As the admin team for Support is quite small and each of its members specializes in a different aspect of the site, sometimes contributor questions or emergency escalations may go unnoticed for a while. This increases community fragility and pressure on single points of failure.

In order to address that, our community could consider developing a simple (but complete) escalation and reaction system that is transparent for everyone involved in supporting users. This could increase the resilience and cohesiveness of the Support community, regardless of personal experience or community roles held by various community members involved in escalating or responding to support requests.

Leverage the properties of each channel

Simple explanation: Each tool or resource should have a clear and defined role and purpose. The community needs useful tools, rather than access to all tools used by everyone else for other reasons.

With several places that our community uses for communication and support purposes, it is important to keep the roles and methods of using these separate tools clear and focused. We sometimes tend to “hop on the bandwagon” and try to be everywhere and use everything to be more in line with other teams at Mozilla.

This may not be the best use of everyone’s energy and time, so reviewing the tools we have and the ways they are used is an important step towards empowering contributors and streamlining processes that at this moment may not be working as optimal as possible.

Workshop Outcomes

As part of the working session, we sat all together and invested a few hours into a collaborative synthesis workshop, based on the data and research presented by our external partners. The output of the workshop was a series of project ideas that could influence the future Support strategy. The goal of these ideas is to improve what’s out there already and make Support ready for Mozilla’s future needs.
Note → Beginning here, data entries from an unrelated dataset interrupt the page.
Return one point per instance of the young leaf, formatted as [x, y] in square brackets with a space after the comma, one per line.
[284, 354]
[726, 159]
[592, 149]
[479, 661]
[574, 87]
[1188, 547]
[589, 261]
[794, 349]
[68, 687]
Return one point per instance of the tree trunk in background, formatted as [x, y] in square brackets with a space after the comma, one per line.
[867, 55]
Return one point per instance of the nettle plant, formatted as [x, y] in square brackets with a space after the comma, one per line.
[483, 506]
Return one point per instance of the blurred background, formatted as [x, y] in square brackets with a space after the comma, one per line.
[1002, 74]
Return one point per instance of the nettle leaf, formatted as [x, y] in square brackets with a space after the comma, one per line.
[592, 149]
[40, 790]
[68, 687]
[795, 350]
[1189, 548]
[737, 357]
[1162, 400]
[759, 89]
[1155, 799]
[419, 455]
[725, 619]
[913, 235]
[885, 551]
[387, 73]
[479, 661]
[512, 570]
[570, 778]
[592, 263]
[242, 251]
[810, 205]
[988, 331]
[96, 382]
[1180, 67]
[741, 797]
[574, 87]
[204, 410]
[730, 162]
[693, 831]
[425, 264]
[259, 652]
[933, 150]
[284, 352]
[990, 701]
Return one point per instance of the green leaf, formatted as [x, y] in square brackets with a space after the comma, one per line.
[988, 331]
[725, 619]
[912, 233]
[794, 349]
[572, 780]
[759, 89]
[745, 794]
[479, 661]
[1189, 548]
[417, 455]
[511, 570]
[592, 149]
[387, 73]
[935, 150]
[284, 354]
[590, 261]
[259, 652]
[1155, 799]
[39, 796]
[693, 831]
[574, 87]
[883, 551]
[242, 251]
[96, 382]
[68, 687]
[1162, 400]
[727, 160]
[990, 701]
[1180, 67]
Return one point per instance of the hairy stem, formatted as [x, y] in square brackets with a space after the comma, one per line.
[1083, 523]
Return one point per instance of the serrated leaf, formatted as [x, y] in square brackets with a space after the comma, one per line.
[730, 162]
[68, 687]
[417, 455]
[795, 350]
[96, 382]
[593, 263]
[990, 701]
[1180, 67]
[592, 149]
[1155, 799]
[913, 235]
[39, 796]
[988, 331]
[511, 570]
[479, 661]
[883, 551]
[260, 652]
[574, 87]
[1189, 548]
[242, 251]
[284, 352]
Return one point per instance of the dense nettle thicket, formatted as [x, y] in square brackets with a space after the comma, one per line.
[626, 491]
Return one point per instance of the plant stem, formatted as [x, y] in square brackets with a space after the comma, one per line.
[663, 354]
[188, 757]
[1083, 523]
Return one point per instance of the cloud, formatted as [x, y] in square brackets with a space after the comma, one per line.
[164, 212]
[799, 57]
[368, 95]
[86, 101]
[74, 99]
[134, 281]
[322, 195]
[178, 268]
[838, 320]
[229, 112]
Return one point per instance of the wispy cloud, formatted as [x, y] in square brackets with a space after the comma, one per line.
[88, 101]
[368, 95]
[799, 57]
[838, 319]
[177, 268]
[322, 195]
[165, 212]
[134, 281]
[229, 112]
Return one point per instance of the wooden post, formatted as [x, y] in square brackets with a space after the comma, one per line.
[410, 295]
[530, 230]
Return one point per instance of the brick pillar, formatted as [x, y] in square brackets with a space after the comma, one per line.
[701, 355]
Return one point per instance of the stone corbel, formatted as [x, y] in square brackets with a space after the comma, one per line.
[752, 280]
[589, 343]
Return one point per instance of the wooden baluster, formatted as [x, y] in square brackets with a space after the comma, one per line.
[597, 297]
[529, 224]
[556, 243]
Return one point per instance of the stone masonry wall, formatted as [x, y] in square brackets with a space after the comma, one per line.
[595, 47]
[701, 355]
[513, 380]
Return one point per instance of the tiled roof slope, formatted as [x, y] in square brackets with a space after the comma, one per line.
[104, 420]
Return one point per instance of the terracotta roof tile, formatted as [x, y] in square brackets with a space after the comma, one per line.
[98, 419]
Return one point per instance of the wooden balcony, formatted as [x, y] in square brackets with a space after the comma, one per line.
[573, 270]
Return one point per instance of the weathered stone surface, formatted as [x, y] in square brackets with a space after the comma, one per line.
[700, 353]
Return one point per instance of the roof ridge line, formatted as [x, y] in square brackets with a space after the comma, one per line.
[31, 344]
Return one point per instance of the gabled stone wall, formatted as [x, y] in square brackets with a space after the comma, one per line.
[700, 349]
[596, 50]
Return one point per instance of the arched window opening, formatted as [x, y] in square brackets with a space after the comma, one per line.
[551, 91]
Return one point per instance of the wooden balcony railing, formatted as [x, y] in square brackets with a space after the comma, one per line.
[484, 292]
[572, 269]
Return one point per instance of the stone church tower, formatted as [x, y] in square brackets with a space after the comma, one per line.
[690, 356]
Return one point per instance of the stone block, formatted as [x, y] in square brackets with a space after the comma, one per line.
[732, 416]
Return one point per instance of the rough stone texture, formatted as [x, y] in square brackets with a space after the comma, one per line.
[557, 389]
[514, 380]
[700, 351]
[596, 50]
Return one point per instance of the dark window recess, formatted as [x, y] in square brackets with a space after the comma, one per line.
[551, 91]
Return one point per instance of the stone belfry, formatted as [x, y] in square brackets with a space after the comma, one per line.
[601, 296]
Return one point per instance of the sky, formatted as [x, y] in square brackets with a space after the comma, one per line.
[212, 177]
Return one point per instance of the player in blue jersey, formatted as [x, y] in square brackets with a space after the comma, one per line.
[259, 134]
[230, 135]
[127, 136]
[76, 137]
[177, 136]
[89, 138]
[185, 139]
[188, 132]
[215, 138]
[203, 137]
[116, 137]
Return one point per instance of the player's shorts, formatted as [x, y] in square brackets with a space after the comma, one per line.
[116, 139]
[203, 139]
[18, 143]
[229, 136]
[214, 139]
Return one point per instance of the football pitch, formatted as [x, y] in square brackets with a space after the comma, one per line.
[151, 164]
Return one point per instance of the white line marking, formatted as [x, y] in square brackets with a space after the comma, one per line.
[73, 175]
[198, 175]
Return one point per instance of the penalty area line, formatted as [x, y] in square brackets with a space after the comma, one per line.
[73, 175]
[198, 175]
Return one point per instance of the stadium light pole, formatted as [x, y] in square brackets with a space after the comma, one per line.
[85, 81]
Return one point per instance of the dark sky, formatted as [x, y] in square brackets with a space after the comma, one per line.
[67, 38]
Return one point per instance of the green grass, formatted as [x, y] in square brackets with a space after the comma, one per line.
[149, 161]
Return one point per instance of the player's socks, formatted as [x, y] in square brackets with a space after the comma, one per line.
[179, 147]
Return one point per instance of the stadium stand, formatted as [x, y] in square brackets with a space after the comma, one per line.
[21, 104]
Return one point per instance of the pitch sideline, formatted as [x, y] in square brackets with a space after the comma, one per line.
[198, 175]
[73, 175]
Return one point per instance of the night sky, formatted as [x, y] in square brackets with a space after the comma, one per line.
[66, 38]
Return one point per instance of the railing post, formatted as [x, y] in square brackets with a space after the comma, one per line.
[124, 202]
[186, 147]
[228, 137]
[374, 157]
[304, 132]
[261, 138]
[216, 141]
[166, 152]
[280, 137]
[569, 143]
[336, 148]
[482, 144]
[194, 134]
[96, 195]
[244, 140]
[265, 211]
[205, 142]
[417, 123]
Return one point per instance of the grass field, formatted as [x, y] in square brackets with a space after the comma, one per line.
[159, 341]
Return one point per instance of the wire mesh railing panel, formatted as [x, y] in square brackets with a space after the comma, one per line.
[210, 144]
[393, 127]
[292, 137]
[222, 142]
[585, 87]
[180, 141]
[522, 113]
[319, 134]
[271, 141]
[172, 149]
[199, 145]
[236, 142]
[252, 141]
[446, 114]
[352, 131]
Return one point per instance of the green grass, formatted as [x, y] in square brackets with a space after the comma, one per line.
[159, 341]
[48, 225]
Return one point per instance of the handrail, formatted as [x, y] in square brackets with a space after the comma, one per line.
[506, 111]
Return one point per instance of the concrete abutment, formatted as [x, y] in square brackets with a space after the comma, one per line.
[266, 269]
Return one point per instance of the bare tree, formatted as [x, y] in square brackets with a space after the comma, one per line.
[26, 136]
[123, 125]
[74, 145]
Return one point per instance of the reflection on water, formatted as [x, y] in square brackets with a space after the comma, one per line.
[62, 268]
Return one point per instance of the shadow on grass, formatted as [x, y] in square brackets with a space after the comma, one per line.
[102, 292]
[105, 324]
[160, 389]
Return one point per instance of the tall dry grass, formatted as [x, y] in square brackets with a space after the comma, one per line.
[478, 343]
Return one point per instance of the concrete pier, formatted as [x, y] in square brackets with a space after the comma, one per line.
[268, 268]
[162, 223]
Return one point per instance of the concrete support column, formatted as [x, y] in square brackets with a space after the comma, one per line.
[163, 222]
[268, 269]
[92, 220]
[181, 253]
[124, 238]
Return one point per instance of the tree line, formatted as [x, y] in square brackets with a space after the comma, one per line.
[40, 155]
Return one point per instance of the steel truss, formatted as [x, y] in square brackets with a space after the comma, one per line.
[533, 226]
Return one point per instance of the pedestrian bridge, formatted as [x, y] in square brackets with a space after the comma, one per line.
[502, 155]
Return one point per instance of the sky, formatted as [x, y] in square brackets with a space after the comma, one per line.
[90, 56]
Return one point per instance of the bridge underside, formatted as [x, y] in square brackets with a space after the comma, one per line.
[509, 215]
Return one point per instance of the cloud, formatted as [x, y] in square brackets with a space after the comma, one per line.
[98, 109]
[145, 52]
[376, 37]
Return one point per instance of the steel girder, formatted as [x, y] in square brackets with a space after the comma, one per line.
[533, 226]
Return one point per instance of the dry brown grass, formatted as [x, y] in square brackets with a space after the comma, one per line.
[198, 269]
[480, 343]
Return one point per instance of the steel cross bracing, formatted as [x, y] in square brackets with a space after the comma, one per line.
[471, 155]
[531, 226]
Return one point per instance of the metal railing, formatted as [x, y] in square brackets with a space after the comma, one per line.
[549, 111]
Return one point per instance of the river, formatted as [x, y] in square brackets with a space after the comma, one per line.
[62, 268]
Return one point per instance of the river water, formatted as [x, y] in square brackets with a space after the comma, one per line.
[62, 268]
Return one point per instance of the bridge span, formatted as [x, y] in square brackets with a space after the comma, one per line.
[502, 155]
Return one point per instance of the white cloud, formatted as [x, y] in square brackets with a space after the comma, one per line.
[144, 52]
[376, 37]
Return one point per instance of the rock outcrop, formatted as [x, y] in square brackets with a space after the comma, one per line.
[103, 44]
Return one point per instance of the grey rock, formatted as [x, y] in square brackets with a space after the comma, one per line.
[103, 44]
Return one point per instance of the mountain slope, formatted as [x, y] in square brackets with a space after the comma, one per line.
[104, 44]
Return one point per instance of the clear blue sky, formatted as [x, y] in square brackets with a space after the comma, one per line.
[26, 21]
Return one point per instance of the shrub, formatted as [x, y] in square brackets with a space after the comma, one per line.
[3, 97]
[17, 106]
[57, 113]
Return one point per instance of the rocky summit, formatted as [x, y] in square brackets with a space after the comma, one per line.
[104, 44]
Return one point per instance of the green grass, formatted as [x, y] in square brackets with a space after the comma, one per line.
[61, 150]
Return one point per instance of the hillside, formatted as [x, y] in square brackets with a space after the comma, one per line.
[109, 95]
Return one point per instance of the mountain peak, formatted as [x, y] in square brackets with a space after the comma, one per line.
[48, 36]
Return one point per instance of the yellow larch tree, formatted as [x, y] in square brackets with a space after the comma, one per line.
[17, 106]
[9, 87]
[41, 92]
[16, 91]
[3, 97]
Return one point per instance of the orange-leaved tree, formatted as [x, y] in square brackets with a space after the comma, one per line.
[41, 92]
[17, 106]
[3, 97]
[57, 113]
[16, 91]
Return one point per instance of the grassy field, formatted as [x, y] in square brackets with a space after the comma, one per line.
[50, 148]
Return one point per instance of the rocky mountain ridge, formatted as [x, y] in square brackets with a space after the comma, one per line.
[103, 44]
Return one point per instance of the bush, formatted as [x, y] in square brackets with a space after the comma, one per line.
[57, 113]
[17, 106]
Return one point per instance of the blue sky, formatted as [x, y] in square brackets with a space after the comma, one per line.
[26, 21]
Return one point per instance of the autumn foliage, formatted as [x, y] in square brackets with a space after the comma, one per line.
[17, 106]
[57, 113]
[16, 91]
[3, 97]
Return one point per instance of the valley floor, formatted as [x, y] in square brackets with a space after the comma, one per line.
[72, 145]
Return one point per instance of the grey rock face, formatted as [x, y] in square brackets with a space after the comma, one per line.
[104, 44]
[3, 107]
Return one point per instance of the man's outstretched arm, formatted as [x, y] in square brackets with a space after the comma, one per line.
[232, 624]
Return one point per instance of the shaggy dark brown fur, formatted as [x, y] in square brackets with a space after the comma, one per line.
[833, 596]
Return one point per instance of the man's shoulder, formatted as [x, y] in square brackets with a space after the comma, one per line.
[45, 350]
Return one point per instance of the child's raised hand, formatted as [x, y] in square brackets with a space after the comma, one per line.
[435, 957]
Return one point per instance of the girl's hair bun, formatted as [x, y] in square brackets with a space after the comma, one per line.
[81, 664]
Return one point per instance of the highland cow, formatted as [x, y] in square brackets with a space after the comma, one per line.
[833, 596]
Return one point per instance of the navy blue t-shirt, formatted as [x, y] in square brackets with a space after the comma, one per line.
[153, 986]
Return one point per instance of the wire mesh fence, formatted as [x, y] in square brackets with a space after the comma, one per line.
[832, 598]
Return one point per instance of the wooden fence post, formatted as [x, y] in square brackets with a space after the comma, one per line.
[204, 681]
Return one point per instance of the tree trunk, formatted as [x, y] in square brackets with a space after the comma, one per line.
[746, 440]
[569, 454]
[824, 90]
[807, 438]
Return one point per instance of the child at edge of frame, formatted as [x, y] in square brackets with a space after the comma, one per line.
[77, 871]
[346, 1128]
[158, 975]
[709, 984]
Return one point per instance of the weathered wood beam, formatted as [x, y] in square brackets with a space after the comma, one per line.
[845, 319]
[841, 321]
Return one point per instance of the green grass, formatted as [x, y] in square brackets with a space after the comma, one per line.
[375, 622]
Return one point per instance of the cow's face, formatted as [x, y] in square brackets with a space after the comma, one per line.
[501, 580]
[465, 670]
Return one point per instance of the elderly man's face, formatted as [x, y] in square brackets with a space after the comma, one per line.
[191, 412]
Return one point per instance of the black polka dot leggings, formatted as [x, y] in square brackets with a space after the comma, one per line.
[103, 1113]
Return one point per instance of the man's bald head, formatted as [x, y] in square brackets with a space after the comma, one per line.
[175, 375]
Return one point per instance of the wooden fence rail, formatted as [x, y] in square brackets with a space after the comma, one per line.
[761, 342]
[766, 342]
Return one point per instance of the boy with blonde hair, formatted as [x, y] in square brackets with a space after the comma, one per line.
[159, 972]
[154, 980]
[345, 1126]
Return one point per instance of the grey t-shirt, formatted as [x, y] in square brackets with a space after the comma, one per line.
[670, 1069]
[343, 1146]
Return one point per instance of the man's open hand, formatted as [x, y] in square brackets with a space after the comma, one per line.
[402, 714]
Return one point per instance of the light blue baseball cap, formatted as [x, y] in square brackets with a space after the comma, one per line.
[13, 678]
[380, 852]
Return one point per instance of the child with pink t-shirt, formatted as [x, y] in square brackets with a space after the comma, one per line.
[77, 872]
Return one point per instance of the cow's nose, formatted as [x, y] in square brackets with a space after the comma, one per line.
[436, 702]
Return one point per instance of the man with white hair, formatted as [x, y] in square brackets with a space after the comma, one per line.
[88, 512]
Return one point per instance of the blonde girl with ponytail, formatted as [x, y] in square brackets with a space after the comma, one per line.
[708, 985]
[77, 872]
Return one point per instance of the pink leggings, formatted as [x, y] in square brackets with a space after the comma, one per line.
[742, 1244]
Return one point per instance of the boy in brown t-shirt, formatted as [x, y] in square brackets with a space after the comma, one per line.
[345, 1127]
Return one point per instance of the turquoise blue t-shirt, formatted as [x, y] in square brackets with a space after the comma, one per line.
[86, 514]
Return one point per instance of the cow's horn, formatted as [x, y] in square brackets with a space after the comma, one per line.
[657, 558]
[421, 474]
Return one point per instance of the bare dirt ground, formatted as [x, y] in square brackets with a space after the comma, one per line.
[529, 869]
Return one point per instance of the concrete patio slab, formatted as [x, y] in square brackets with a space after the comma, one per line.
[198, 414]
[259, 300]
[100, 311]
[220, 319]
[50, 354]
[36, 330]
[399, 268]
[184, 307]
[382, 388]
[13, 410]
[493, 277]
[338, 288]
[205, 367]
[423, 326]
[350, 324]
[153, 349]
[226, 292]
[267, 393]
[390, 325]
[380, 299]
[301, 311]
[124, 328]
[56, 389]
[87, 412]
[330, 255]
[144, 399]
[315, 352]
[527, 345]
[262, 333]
After a ton of small team work, three projects emerged:

Support Propaganda

General goal: increase awareness and impact of Support across Mozilla.

Methods:

  • Opening up participation in Support to all Mozillians (especially new hires for any position at Mozilla)
  • Creating a deeper connection between Support, Product, and Marketing through highlighting what Support does to help Product and Marketing deliver quality to users (data driven insights)

Switchboard Operator

General goal: High-touch targetted support for Mozilla’s software users across the web

Methods:

  • Gathering information and insights about all major locations where conversations are happening about Firefox (within the context of support)
  • Reaching the users with the right support information wherever they are

Alchemist’s Journey

General goal: Quality self-directed learning resources and trainings for future generations of casual or core contributors

Methods:

  • First wave trial resources developed in collaboration with existing core contributors
  • Second wave researched resources developed based on experiences from the first wave and input from external online education experts

Next Steps

There are more updates to come that should show you how the above work is influencing what direction we think the future of Support at Mozilla should look like.

We will keep working together with Open Innovation (closely and directly) and CIID (for future research projects) and informing you of what is up with Support at Mozilla.

We will also keep you informed (and engaged) in the future of Support at Mozilla.

Thank you for being a vital part of Mozilla’s mission for an open and helpful web!